The American social philosopher Lewis Mumford once noted: “If man had not encountered dragons and hippogriffs in dreams, he might never have conceived of the atom.” It is an extraordinary thought, that a scientific understanding of the world depends upon the dreaming mind. The dreamer, says Mumford, puts things together in ways never experienced in the awake world—joining the head, wings, and claws of a bird with the hind quarters of a horse—to make something fabulous and new: a hippogriff. Or fetching up from who-knows-where that ball of twine and spiral staircase. In the dream world, space and time dissolve; near and far, past and future, familiar and monstrous, merge in novel ways.

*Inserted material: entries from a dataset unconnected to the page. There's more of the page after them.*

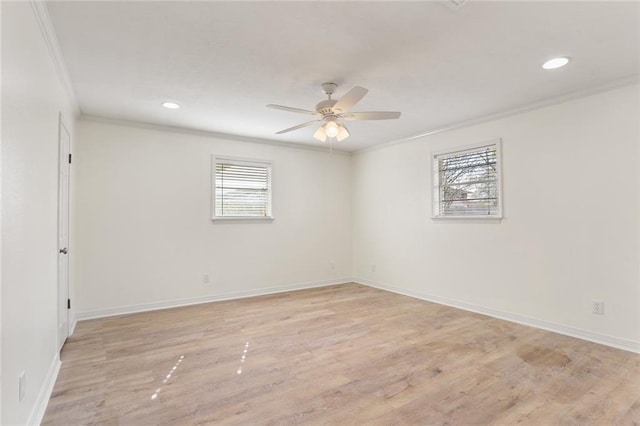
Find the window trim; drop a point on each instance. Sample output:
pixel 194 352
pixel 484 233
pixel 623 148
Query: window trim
pixel 435 186
pixel 215 159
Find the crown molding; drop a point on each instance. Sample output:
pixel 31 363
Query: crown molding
pixel 39 8
pixel 627 81
pixel 210 134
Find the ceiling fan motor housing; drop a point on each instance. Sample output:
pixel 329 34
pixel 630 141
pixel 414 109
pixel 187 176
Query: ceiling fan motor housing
pixel 326 107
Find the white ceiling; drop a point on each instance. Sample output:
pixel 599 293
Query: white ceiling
pixel 224 61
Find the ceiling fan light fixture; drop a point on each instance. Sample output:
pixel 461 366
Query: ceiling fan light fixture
pixel 170 105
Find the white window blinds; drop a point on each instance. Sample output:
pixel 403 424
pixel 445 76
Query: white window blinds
pixel 242 189
pixel 467 182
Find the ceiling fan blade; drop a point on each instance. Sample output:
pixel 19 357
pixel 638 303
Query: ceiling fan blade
pixel 299 126
pixel 291 109
pixel 371 115
pixel 349 99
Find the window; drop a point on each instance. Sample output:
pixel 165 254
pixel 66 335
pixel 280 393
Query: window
pixel 466 182
pixel 242 189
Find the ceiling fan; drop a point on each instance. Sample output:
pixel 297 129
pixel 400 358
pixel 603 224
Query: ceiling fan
pixel 330 112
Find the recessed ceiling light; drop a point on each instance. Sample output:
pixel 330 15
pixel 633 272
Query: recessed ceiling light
pixel 170 105
pixel 555 63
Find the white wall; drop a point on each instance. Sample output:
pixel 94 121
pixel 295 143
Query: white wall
pixel 32 98
pixel 144 229
pixel 569 233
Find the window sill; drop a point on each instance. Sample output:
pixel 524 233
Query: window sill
pixel 243 219
pixel 473 219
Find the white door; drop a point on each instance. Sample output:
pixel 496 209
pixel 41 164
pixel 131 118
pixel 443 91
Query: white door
pixel 63 233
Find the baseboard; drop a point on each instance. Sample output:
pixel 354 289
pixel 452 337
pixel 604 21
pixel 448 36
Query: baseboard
pixel 603 339
pixel 37 413
pixel 131 309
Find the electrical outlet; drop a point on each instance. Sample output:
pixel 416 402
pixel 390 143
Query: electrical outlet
pixel 598 307
pixel 22 385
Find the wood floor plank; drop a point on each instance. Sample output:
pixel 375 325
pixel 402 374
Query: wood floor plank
pixel 343 355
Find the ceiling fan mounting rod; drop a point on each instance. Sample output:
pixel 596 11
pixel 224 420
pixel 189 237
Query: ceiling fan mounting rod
pixel 329 88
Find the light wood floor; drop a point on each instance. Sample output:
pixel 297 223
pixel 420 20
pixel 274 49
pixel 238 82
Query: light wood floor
pixel 338 355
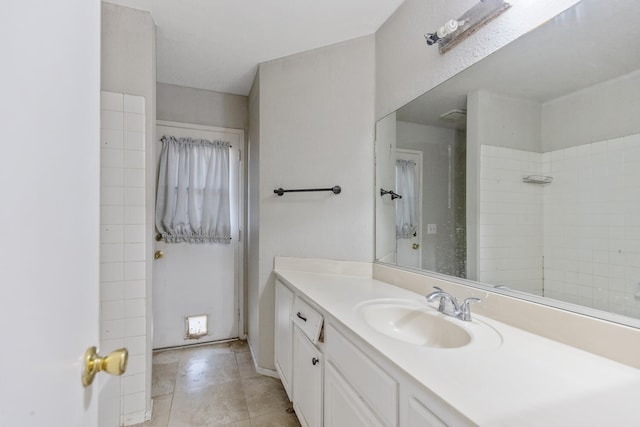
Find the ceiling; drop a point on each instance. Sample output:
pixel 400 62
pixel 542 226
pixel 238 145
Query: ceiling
pixel 217 45
pixel 590 43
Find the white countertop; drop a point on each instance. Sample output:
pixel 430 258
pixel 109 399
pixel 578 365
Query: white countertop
pixel 521 380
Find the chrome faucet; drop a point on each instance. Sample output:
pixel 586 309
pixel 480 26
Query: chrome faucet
pixel 449 304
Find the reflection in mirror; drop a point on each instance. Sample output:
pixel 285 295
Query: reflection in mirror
pixel 527 166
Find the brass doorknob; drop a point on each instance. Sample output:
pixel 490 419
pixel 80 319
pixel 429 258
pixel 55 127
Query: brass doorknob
pixel 115 363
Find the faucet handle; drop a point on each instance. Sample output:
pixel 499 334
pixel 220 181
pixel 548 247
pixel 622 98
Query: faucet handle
pixel 433 295
pixel 465 311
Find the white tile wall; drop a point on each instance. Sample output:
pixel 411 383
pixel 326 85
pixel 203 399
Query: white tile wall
pixel 586 223
pixel 122 257
pixel 592 244
pixel 510 223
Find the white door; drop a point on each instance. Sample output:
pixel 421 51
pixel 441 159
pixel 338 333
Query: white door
pixel 385 151
pixel 200 279
pixel 409 251
pixel 50 121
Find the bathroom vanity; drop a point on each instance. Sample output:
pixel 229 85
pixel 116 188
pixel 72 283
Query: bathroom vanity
pixel 355 351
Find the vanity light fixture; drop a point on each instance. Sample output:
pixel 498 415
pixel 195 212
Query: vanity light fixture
pixel 454 115
pixel 455 31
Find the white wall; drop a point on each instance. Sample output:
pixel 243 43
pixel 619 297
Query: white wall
pixel 128 66
pixel 406 67
pixel 201 107
pixel 315 130
pixel 508 122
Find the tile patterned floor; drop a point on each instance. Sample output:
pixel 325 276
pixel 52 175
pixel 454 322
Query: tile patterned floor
pixel 215 385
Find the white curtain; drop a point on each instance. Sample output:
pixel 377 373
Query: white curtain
pixel 406 207
pixel 192 203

Another of the dreams in my father’s deathbed journals: He is sleeping in a bedroom of the house he had grown up in on Baldwin Street in Chattanooga. A red brick building. In the dream, he wakes up screaming for his mother, who sleeps in another room. She comes and says, “It was probably your cancer hurting you.” He does not know he has cancer. He throws back the covers and sees that his scrotum is elongated and bleeding. His mother says, “Yes, you are dying.” At which point, he wakes up in the present—and records the dream in his journal.

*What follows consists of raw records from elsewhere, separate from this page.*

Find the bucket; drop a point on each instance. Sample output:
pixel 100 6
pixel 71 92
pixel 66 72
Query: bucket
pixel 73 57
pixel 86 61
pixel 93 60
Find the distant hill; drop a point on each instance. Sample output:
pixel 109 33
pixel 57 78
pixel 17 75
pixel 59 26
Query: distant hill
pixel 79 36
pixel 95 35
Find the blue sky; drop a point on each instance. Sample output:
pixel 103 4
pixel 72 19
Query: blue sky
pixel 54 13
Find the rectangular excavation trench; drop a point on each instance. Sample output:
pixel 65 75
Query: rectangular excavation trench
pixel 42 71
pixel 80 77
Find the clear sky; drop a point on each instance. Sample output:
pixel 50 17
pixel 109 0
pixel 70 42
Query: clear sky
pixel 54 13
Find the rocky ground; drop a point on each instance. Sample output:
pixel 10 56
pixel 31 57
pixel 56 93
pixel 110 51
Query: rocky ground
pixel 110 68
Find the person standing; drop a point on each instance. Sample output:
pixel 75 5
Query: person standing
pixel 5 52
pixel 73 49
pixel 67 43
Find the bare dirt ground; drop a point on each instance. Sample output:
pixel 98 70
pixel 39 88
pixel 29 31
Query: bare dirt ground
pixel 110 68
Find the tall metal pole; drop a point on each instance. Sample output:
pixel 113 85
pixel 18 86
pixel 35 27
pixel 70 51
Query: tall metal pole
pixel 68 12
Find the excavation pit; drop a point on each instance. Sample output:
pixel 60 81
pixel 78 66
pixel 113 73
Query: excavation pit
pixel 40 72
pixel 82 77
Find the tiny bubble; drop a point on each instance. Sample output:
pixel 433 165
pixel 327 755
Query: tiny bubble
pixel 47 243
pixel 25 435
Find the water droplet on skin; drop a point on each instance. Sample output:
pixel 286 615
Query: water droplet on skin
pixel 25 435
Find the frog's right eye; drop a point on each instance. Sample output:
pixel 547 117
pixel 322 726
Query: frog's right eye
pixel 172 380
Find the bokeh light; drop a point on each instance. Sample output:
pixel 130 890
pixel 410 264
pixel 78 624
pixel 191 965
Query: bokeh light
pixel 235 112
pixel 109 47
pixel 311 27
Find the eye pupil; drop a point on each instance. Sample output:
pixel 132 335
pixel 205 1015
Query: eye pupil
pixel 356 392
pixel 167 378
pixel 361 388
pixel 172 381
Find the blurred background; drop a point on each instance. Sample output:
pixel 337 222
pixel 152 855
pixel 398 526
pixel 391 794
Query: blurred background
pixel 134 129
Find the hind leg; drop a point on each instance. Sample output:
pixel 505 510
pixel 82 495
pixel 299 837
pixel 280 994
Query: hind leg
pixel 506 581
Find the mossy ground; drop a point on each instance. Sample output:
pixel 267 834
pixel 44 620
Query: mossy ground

The shifting sands of near and far, past and future, familiar and monstrous. In science, too, we invent unseen worlds by combining familiar things in an unfamiliar fashion. We imagine atoms, for example, as combining characteristics of billiard balls and water waves, all on a scale that is invisibly small. According to Mumford, dreams taught us how to imagine the unseen world. In science we talk about “dreaming up” theories, and we move from the dreamed-up worlds of Middle-Earth, Narnia, and Oz to dreamed-up worlds that challenge the adult imagination. An asteroid hurtles out of space and lays waste a monster race of reptiles that has ruled the earth for 200 million years. A black hole at the center of the Milky Way galaxy swallows ten million stars. A universe begins in a blinding flash from a pinprick of infinite energy. How did we learn to imagine such things? Mumford believed that dreams released human imagination from bondage to the immediate environment and present moment. He imagined early humans pestered and tantalized by dreams, sometimes confusing the images of darkness and sleep with those of waking life, subject to misleading hallucinations, disordered memories, unaccountable impulses, but also animated now and then by images of joyous possibility or gruesome horror.

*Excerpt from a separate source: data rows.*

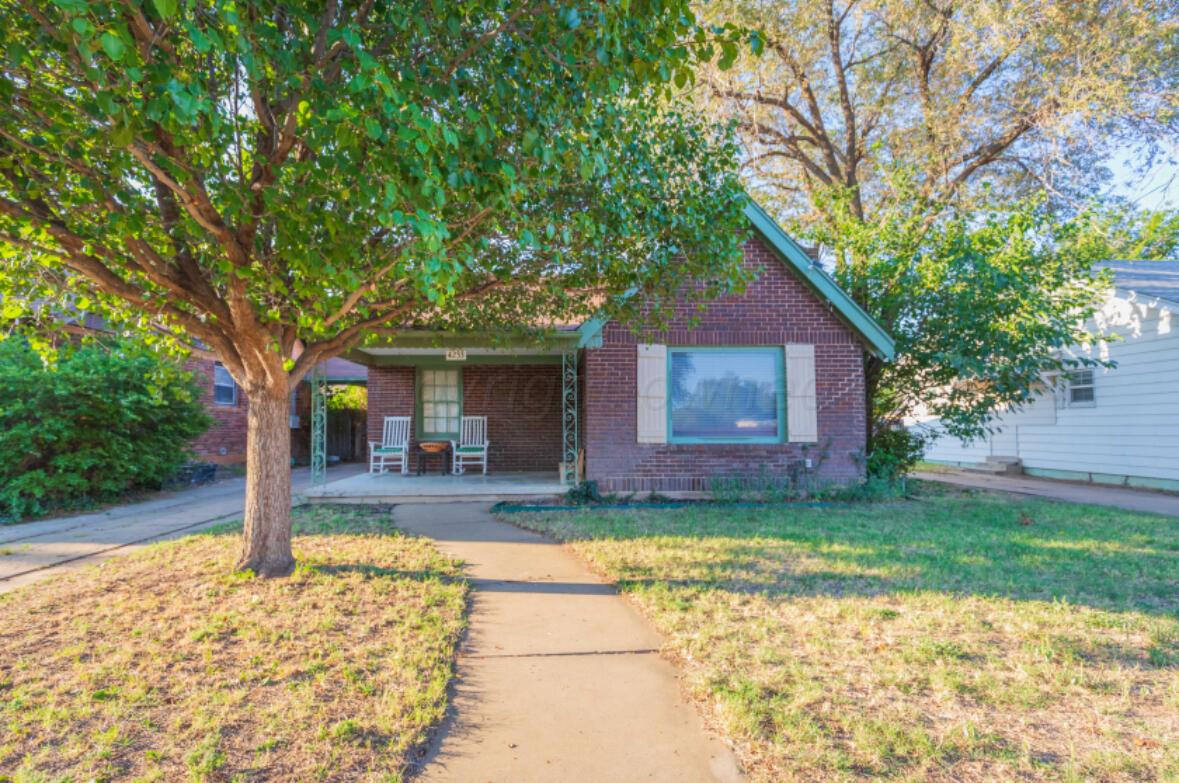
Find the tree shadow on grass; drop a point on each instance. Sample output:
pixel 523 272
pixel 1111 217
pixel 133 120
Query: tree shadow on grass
pixel 993 547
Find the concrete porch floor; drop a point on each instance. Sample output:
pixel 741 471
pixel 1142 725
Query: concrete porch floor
pixel 434 487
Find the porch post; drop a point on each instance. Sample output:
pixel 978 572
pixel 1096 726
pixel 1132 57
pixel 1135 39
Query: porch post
pixel 318 379
pixel 570 418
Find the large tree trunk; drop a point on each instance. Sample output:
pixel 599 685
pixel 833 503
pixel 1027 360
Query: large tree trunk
pixel 267 538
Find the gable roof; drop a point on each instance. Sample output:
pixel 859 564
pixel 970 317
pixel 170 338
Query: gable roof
pixel 1153 278
pixel 562 337
pixel 794 256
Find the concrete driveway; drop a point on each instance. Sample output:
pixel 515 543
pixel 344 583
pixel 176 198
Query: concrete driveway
pixel 1157 502
pixel 33 551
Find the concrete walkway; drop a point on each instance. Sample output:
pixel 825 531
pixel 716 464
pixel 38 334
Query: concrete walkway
pixel 34 551
pixel 559 678
pixel 1079 493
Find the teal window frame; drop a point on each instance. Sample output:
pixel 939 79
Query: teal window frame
pixel 779 366
pixel 420 432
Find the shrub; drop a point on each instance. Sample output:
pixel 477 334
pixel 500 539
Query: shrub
pixel 895 452
pixel 98 422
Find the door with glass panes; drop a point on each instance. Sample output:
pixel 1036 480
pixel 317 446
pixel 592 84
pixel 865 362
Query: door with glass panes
pixel 439 403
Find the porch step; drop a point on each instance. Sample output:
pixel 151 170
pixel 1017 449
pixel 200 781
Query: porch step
pixel 999 466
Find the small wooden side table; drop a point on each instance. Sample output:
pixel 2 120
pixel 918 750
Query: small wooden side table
pixel 428 449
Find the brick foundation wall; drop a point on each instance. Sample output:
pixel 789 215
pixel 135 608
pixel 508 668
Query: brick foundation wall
pixel 522 405
pixel 775 309
pixel 229 427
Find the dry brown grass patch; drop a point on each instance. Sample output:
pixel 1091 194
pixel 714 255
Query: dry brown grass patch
pixel 165 666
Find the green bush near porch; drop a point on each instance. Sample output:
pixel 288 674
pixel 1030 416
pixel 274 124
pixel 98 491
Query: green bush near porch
pixel 100 421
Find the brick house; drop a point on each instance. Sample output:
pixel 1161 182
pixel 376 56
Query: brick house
pixel 224 401
pixel 771 380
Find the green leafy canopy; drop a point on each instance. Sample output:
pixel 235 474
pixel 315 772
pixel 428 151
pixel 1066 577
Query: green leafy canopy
pixel 264 177
pixel 981 304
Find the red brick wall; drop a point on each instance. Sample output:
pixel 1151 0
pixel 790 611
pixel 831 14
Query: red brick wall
pixel 229 427
pixel 522 405
pixel 776 309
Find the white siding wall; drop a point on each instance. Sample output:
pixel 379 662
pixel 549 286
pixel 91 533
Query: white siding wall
pixel 1133 427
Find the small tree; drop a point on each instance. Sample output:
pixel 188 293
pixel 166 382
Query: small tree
pixel 277 181
pixel 980 303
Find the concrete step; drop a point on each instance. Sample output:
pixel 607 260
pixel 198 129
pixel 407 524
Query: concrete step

My father always believed there is more to reality than meets the eye. He was an engineer and a scientist. He loved the process of scientific imagination. He followed the latest scientific discoveries with unabashed enthusiasm. But he never dismissed the possibilities of taking the world apart and putting it back together in novel ways, as one does in a dream. He was unwilling to rule anything out absolutely, and he wanted to know how everything worked. Dreaming is like tinkering, like putting together the discarded bits and pieces of the domestic environment that he collected in the drawers of that big black cabinet in his basement workshop. Even the wild permutations of his deathbed dreams elicited his tinkerer’s analysis. They were part of the puzzle that might lead to a cure. He would tinker his body back to health.